ABC Classic still records a great deal of material, not just live but in studios. Yet the ABC Classic record label has slowed reduced its output dramatically in the past 18 months. Is there still a place for the ABC to release recordings by Australian artists, and do you think the reduction in recorded output weakens Classic’s commitment to Australian artists and composers?
We’re still committed to releasing recordings by Australian artists and composers through our ABC Classic label. Some great recent examples include the Genevieve Lacey & Marshall McGuire release Bower and the Emily Sun and Andrea Lam album Nocturnes. Nat Bartsch’s Hope is yet another sparkling release, which can be heard on both networks – ABC Classic and ABC Jazz.
The changing market and consumer movement towards music streaming services have forced us to reduce our number of releases in recent years. The ongoing impact of COVID-19 restrictions has also reduced our ability to record new music.
But we continue to invest in Australian composers and artists. Last year’s Fresh Start Fund and our recent composer commissioning fund highlight our continued commitment to Australian artists and composers.
After major lineup and personnel changes in 2016, the last few years have seen strong ratings results for ABC Classic and ABC Jazz. Do you have plans for on-air changes in the near future?
ABC Classic and ABC Jazz are enjoying outstanding audience reach and engagement, so there are no significant on-air changes in the pipeline. Of course, we are always looking for ways to best meet the needs of our audiences. One of the great strengths of the ABC’s music networks is our ability to adapt and evolve with our listeners, particularly in terms of the content we offer.
It has been a tough couple of years for the music industry in Australia. What do you see as ABC Classic’s role as we (hopefully) move out of lockdowns and back to some semblance of normality?

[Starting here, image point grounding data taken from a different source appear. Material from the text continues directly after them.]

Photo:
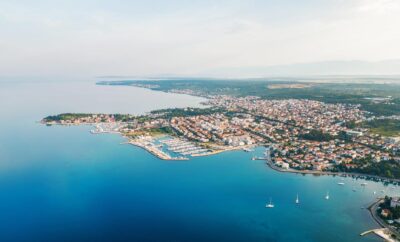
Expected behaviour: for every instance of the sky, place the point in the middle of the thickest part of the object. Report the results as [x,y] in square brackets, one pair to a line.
[89,38]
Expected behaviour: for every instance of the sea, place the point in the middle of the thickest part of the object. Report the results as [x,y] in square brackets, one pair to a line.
[63,183]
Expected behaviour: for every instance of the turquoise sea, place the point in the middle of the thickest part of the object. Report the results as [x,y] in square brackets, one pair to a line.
[65,184]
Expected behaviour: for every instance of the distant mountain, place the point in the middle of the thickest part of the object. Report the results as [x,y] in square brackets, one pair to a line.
[332,68]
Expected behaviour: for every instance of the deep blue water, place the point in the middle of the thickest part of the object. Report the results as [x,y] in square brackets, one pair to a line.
[65,184]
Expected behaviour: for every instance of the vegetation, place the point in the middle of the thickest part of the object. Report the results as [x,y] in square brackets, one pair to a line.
[384,127]
[384,168]
[185,112]
[66,116]
[394,212]
[354,93]
[317,135]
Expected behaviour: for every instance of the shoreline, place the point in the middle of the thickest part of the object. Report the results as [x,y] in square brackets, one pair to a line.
[372,210]
[330,173]
[269,162]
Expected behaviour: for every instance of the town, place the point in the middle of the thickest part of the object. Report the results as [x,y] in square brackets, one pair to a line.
[300,134]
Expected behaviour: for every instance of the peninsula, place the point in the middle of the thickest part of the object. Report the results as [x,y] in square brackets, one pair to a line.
[301,134]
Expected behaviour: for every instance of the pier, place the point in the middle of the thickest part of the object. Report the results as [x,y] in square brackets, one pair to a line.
[384,233]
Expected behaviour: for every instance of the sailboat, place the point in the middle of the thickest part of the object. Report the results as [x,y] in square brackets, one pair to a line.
[270,204]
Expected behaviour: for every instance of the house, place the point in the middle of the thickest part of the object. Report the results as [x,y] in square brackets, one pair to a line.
[385,213]
[395,202]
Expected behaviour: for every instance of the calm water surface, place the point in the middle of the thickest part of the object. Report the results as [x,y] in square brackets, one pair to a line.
[64,184]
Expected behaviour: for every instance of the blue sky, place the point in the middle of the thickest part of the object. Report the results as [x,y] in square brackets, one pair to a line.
[79,38]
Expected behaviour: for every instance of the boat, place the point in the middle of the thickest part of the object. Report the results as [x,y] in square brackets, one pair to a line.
[270,204]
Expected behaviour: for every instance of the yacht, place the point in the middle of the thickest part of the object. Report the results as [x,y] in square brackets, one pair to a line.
[270,204]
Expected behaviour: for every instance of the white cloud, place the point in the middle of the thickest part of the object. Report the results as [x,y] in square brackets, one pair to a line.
[93,39]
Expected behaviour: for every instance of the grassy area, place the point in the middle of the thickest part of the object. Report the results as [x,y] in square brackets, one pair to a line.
[384,127]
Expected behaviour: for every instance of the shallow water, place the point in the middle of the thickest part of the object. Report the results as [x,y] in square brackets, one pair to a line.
[65,184]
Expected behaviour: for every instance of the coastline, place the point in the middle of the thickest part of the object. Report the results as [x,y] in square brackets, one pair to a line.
[330,173]
[372,210]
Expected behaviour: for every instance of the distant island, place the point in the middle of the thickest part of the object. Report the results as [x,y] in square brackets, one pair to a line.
[304,128]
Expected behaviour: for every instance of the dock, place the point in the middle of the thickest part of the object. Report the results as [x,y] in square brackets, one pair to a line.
[384,233]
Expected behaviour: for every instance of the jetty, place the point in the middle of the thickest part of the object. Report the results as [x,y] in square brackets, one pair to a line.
[384,233]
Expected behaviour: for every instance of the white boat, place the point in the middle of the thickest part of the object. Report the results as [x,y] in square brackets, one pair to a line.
[270,204]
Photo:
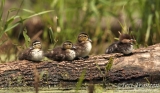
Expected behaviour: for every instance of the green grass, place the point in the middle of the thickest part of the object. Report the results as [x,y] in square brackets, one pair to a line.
[65,19]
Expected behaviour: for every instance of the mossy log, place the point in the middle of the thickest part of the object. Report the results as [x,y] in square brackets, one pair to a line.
[143,64]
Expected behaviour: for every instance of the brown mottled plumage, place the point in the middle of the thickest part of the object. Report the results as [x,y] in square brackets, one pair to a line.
[83,46]
[34,53]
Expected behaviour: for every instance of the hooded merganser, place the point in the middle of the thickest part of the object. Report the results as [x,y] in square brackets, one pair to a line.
[83,46]
[124,45]
[34,53]
[64,53]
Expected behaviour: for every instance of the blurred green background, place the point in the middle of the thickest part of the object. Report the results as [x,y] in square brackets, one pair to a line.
[60,20]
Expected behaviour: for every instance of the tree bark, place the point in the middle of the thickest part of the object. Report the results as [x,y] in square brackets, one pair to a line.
[142,66]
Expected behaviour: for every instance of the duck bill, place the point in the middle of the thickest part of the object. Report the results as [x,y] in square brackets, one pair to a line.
[133,40]
[74,48]
[89,40]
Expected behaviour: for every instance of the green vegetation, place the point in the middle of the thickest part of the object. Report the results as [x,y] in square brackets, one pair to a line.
[65,19]
[101,19]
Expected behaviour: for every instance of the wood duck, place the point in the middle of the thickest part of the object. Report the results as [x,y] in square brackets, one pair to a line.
[34,53]
[64,53]
[124,45]
[83,46]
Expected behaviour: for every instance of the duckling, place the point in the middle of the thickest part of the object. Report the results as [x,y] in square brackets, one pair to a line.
[124,45]
[64,53]
[83,46]
[34,53]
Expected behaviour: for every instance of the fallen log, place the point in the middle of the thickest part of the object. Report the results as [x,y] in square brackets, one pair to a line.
[143,64]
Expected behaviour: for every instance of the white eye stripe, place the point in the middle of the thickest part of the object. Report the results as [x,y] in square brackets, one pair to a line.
[35,43]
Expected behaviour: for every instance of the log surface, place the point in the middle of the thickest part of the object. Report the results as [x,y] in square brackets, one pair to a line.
[143,63]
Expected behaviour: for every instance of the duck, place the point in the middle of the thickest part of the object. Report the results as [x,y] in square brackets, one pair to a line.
[83,46]
[124,45]
[34,53]
[62,53]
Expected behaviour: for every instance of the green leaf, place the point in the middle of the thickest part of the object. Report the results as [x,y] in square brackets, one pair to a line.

The past couple of years have been challenging for everyone in the industry and continue to be so. To show our support, ABC Classic and ABC Jazz last year funded new music works to safeguard local creativity and content against the impact of COVID-19 restrictions, as part of the ABC’s $5 million Fresh Start Fund.
It’s vital that we keep supporting and connecting with the industry through and beyond this difficult period. To that end, we’ve been giving a greater focus to projects and partnerships, to give artists a solid foundation on which to rebuild after the pandemic.
ABC Classic and ABC Jazz have long prided themselves on being the voice of Australian music and creativity, across our radio and digital platforms and label releases. I look forward to building on that support as we emerge from the latest lockdowns, particularly on the live music front.